Le chef de l’État a insisté sur le fait que cette coupure est une mesure strictement temporaire et dépourvue de tout caractère arbitraire. Selon lui, elle vise avant tout à garantir un climat politique apaisé, à assurer la fiabilité des informations diffusées et à endiguer la propagation des discours de haine susceptibles de fragiliser l’unité nationale.

Le Code de la nationalité sous la loupe des réformes

Le président de la République est ensuite revenu sur un autre chantier législatif majeur : la révision du Code de la nationalité. Une réforme qu’il juge indispensable au regard des récentes évolutions institutionnelles du pays. Le nouveau texte portera notamment sur un durcissement des conditions de naturalisation ainsi que sur les dispositions relatives à la déchéance de nationalité.

Pour légitimer cette initiative, Brice Clotaire Oligui Nguema a rappelé l’histoire politique récente du Gabon, soulignant qu’une proportion importante de hauts responsables publics issus de la naturalisation avaient accédé au pouvoir « au mépris de toutes les conditions légales prévues ».

Consolider l’unité sans exclure

Cette situation impose, selon le chef de l’État, de colmater les brèches juridiques et de renforcer les règles encadrant l’accès à la nationalité gabonaise. Soucieux de rassurer son public, le président a toutefois précisé que cette réforme ne poursuivait « aucune intention d’exclusion » envers les communautés d’origine étrangère.

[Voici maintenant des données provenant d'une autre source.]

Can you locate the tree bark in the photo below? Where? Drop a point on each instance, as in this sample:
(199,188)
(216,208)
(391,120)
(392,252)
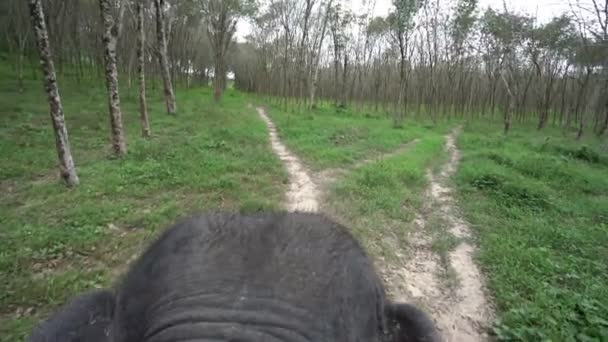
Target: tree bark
(109,39)
(62,143)
(162,56)
(141,64)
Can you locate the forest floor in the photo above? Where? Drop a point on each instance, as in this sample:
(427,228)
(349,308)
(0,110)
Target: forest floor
(534,202)
(459,306)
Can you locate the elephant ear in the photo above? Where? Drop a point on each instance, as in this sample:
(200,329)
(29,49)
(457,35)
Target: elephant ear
(407,323)
(86,317)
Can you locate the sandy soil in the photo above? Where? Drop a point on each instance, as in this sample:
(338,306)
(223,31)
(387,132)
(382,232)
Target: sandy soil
(460,308)
(303,194)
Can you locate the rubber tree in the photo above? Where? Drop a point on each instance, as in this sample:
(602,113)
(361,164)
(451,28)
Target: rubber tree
(163,58)
(62,143)
(112,24)
(222,17)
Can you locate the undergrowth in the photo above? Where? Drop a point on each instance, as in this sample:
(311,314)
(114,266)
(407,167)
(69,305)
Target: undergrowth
(538,203)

Entre ferveur patriotique et doutes de la diaspora

Dans l’assistance, l’allocution présidentielle a suscité des réactions contrastées, mêlant ferveur patriotique et vigoureuses interrogations. Si les déclarations sur la restauration des institutions et la souveraineté nationale ont été accueillies par des salves d’applaudissements nourries, les mesures restrictives ont provoqué des murmures d’inquiétude.

Plusieurs compatriotes installés en France ont exprimé leurs craintes quant à la pérennisation du blocage des plateformes numériques, perçues comme un canal vital pour garder le lien avec leurs proches restés au pays. De même, les futures clauses liées à la déchéance de nationalité ont suscité des demandes de clarification de la part des binationaux, soucieux de ne pas voir leurs droits restreints par ricochet.

En concluant son allocution, Brice Clotaire Oligui Nguema a réaffirmé sa détermination à mener à bien ces transformations structurelles. Pour l’Etat gabonais, l’enjeu reste le même : préserver la stabilité des institutions et consolider l’unité nationale à l’aube de cette nouvelle ère politique.